Plumper Poultry

June 24, 2008 12:00:00 AM PDT
Next time you go to buy chicken, you should look closely at the label. Shopping at the grocery store, chicken or turkey can be a good choice for dinner.But when you get to the checkout counter, you may find you're paying meaty prices for salt water. Take these chicken wings from Peco Farms. A close look at the label shows they've been "enhanced with up to 15 percent chicken broth?" and "protected with up to eight percent chicken broth glaze."

Kim Kleman, Consumer Reports, says "Some poultry companies have been injecting products with broth or immersing them in salty solutions to try to make them tastier and more tender. But pumping up meat can also add water weight and sodium."

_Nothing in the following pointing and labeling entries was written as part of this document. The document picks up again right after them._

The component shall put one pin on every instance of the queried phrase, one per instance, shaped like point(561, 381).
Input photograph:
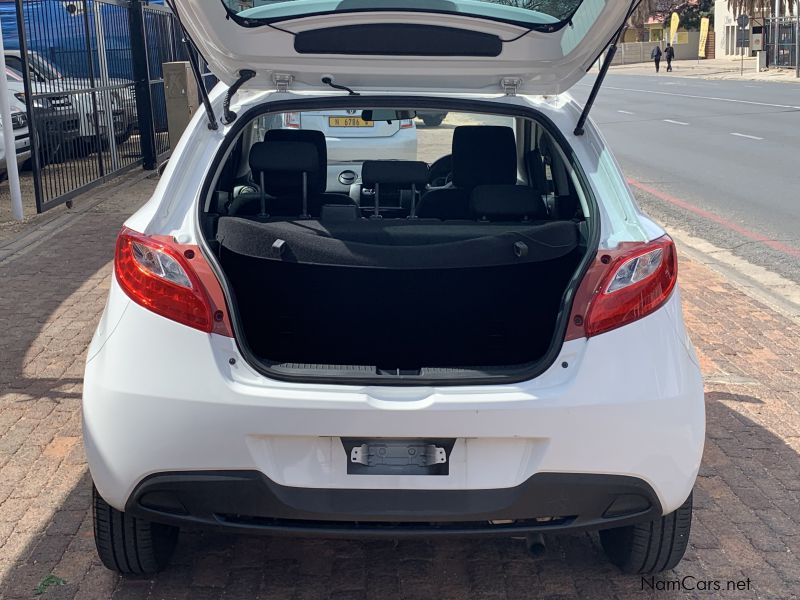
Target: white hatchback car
point(502, 355)
point(350, 140)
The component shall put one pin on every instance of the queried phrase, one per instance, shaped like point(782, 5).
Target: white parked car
point(47, 79)
point(502, 355)
point(350, 140)
point(22, 139)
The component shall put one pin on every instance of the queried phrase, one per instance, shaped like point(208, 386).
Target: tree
point(767, 7)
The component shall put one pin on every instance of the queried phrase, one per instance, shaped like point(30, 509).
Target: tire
point(433, 120)
point(129, 545)
point(651, 547)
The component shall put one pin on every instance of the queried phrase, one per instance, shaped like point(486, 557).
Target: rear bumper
point(248, 500)
point(160, 397)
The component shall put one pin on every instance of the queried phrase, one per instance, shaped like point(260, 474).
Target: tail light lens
point(623, 286)
point(171, 280)
point(291, 120)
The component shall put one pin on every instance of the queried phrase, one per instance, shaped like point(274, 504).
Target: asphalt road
point(719, 159)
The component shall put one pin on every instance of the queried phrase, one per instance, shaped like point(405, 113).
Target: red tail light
point(623, 286)
point(171, 280)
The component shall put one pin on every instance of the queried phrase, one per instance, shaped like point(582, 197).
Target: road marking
point(743, 231)
point(714, 98)
point(749, 137)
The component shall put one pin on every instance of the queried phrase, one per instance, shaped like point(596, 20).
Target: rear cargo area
point(398, 296)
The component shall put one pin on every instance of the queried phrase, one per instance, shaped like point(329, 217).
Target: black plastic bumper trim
point(248, 500)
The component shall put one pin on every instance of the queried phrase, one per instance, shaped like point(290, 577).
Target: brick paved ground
point(747, 519)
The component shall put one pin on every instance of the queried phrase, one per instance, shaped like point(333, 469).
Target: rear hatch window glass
point(546, 14)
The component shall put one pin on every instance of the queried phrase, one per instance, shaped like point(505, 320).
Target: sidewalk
point(717, 68)
point(747, 519)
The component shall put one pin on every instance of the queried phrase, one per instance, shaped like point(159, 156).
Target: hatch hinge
point(510, 85)
point(282, 81)
point(228, 116)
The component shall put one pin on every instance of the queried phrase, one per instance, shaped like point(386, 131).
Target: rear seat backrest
point(482, 155)
point(508, 203)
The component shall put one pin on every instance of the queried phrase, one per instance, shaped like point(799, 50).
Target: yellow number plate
point(349, 122)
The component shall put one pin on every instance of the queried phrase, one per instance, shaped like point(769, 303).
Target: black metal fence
point(94, 89)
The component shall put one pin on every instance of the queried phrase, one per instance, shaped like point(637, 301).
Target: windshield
point(549, 14)
point(43, 67)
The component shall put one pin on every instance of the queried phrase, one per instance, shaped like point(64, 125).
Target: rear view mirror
point(387, 115)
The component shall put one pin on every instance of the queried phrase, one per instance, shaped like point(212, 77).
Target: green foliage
point(46, 582)
point(765, 7)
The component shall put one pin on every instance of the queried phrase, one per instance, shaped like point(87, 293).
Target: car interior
point(424, 269)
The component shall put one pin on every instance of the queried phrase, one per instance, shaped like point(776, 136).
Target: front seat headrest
point(394, 172)
point(484, 155)
point(507, 203)
point(282, 164)
point(317, 183)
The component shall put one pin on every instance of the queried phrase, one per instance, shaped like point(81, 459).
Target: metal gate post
point(141, 76)
point(32, 121)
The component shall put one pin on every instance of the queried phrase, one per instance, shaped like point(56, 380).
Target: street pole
point(776, 28)
point(105, 81)
point(797, 43)
point(8, 138)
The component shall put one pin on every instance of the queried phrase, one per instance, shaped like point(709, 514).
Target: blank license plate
point(349, 122)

Consumer Reports has been examining the food you eat for decades. This time it's taking a closer look at poultry. "Our reporter found chicken and turkey products with up to 30 percent of their weight with broth, flavoring solution, or water. Plus sodium levels were far higher than in poultry that hadn't been juiced up," says Kleman.

This pre-stage premium young turkey breast "contains approximately 15% of a solution." At a cost of $14.61 that means you could be paying up to $2.19 for the added liquid. And this enhanced turkey has a hefty 390 milligrams of sodium per serving.

And look at this package of Tyson chicken wing sections. "100% all natural" is easy to see. But you have to take a much closer look at the smaller print to find it "contains up to 12% natural chicken broth."

Kleman says "Seventy percent of people Consumer Reports surveyed last year said that they think the label 'natural' should mean no salt water is added. For now though, if you want to avoid extra sodium or paying for liquid in poultry you need to read labels carefully."

Consumer Reports says when you see poultry with one to three percent liquid that's probably from processing, not water or broth that's been added.

The department of agriculture is under pressure from congress and some in the poultry industry to tighten the rules on enhanced poultry. The USDA says it's looking into the practice.